La société de gestion M&G Investments a d’ailleurs lancé fin 2023 le fonds M&G (Lux) Global Artificial Intelligence visant à profiter de cet essor. « Notre univers d’investissement se divise en trois catégories, explique Jeffrey Lin, responsable de la thématique actions technologiques chez M&G. D’abord, les facilitateurs de l’IA, qui fournissent les technologies fondamentales, parmi lesquels Nvidia ou Broadcom, ensuite les sociétés qui se fondent sur ces technologies pour proposer des produits ou services, comme Adobe ou ServiceNow, et enfin les entreprises qui utilisent l’IA pour améliorer leur modèle économique. » Ici, l’univers est bien plus large sectoriellement parlant : finance, santé, automobile, etc.
Nvidia reste incontournable, mais sa valorisation de 70 fois les bénéfices ne laisse guère de place à l’erreur. « La probabilité que la capitalisation de Nvidia dépasse celle de Microsoft n’est pas nulle, mais l’entreprise reste positionnée sur un marché assez étroit où elle sera un jour concurrencée », ajoute Alexandre Hezez. Il faut donc chercher des alternatives pour jouer l’IA. Alphabet (Google) ou Microsoft, très bien positionnés, sont des solutions.
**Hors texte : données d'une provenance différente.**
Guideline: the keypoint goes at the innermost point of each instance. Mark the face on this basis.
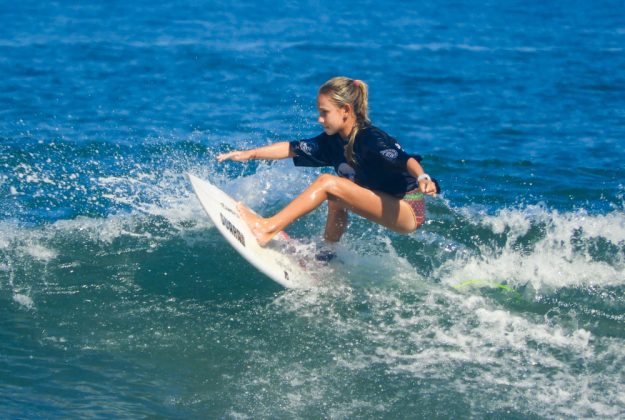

« ASML, avec son quasi-monopole sur la technologie la plus avancée en matière de semi-conducteurs, ou Arista Networks, fournisseur d’équipements pour centres de données, sont aussi des moyens de s’exposer à l’IA sans payer aussi cher que Nvidia », explique Raphaël Thuin. Sans parler d’acteurs comme HP et surtout Dell, qui commencent à évoquer un renouveau des ventes de PC grâce à l’IA et en profitent en Bourse.